Strafanzeigen gegen Firmenchefs sind keine Seltenheit mehr. Handwerker können sich im Ernstfall mit einer Spezialstrafrechtsabsicherung schützen – was die Police leistet und was sie kostet.
Guter Schutz für Unternehmer
Die Liste der Vorwürfe ist lang: Steuern hinterzogen, Sozialabgaben nicht gezahlt, Arbeitssicherheit vernachlässigt. Solchen Anfeindungen sehen sich auch Handwerksunternehmer zunehmend ausgesetzt. Dann brauchen sie Unterstützung vom Strafrechtspezialisten. Ein angemessener Rechtschutz kann helfen, wenn der gute Ruf des Chefs und seine Existenz als Unternehmer auf dem Spiel stehen. Doch der Zusatzbaustein „Spezialstrafrechtsschutz“ fehlt in vielen Firmenrechtschutzpolicen.
Auch Bauunternehmer Dogan Kodas aus Hamburg war anfangs unsicher: „Wenn der Vermittler den Vertrag erklärt, denkt man: Das wird man nie in Anspruch nehmen.“
Den Ernstfall im Visier
Aus diesem Grund und wegen der zusätzlichen Kosten hat der Unternehmer gut überlegt, ob er die Zusatzabsicherung in der R+V-Firmenrechtschutzpolice abschließt. Ein Handwerksbetrieb mit zehn Mitarbeitern muss hier mit einem Aufschlag zwischen 24 bis über 800 Euro je nach Versicherer und Tarif im Firmenrechtschutzpaket kalkulieren (siehe Tabelle Seite 57). Kodas hat sich dafür entschieden. „Man weiß ja nie, was auf das Unternehmen oder einen selbst zukommen kann“, so der 41-Jährige, dessen Bauträgerfirma KIG Immobilien GmbH mit drei Mitarbeitern in Hamburg und im Speckgürtel der Hansestadt mit Wohnungsneubauprojekten befasst ist.

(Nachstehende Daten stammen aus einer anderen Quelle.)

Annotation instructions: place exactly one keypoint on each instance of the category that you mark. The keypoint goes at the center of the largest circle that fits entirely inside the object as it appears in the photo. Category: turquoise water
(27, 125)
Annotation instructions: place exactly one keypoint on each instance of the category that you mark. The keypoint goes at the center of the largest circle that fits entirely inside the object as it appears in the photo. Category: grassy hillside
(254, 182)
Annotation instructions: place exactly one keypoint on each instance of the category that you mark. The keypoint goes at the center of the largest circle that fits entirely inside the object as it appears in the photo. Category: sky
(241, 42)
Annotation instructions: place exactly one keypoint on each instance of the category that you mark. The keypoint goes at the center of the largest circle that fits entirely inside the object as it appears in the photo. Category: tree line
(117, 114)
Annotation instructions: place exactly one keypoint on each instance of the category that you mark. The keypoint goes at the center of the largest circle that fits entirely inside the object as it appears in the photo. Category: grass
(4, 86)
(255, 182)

Unwissenheit schützt nicht vor Strafe
Unternehmer können heute, nicht zuletzt angesichts einer zunehmenden Gesetzesflut und schärferen Haftungsregelungen, unversehens ins Visier strafrechtlicher Ermittlungen geraten. „Davor ist keiner mehr sicher“, sagt Jesko Trahms, Fachanwalt für Strafrecht aus Düsseldorf. „Schon wenn die Mitarbeiter mit dem Fahrzeug des Handwerkers unterwegs sind, keinen Führerschein haben und dann erwischt werden, kann sich der Chef strafbar machen, weil er das nicht kontrolliert hat“, so der Strafrechtsexperte.

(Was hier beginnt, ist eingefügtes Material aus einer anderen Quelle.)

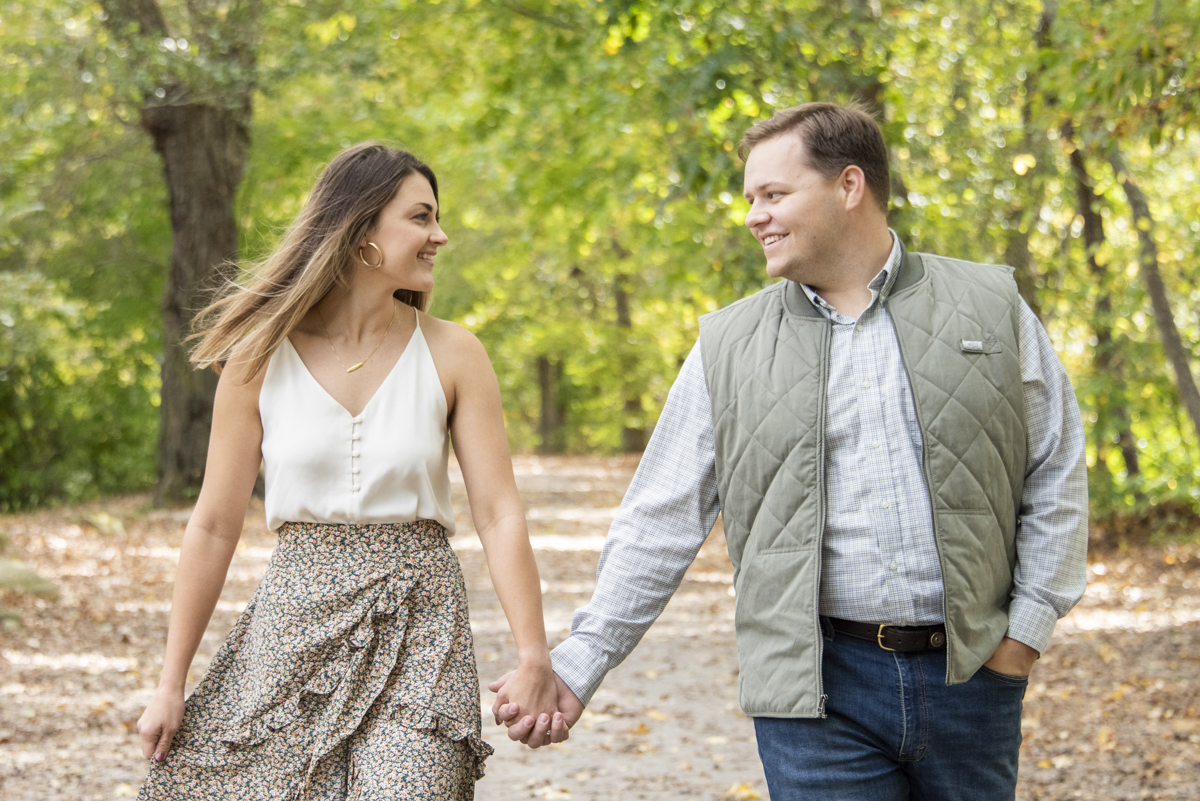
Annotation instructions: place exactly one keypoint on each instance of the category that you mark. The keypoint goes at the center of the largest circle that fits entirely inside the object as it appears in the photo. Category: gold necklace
(351, 369)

Jeder Unternehmer trägt nach seinen Worten Sorge dafür, dass Recht und Gesetz vom Chef und seinen Mitarbeitern eingehalten werden. Denn dafür sei der Unternehmer nach dem Gesetz verantwortlich. „Unwissenheit schützt keinen Handwerker vor der Strafe“, so Trahms. Auch bei Arbeitsunfällen der Mitarbeiter können Handwerksunternehmer dem Anwalt zufolge in ein strafrechtliches Ermittlungsverfahren geraten.

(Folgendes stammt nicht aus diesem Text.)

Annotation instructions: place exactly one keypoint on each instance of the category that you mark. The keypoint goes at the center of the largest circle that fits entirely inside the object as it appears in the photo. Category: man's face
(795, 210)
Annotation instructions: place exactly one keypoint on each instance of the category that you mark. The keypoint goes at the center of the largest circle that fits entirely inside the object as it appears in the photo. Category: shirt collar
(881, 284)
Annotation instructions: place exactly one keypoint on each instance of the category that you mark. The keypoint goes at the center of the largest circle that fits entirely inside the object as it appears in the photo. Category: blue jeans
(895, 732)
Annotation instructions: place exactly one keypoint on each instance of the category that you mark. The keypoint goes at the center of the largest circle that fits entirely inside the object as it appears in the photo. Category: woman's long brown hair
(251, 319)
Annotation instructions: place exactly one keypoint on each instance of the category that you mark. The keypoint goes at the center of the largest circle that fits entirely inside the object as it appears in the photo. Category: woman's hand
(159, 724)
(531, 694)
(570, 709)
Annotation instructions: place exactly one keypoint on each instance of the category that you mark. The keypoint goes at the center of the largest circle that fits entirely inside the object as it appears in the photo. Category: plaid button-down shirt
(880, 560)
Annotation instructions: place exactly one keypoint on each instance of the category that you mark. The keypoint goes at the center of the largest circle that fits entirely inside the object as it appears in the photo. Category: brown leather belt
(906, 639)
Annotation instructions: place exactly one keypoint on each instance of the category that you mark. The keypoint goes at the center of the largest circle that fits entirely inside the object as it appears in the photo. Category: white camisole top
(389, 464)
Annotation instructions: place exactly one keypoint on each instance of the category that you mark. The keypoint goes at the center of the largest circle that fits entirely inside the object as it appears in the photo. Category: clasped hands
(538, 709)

Neben Ereignissen mit Personen- und Sachschäden sind zudem Steuerprüfungen dafür nicht selten Ausgangspunkt. „Gerade bei Handwerkern, die mit Subunternehmern zusammenarbeiten, haben wir viele aktuelle Verfahren auf dem Tisch“, sagt der Strafverteidiger. Dabei lautet der strafrechtliche Vorwurf an den Auftraggeber - oft erst Jahre später: Die Sozialabgaben wurden nicht ordnungsgemäß abgeführt. Der Einzelunternehmer sei in Wirklichkeit scheinselbständig.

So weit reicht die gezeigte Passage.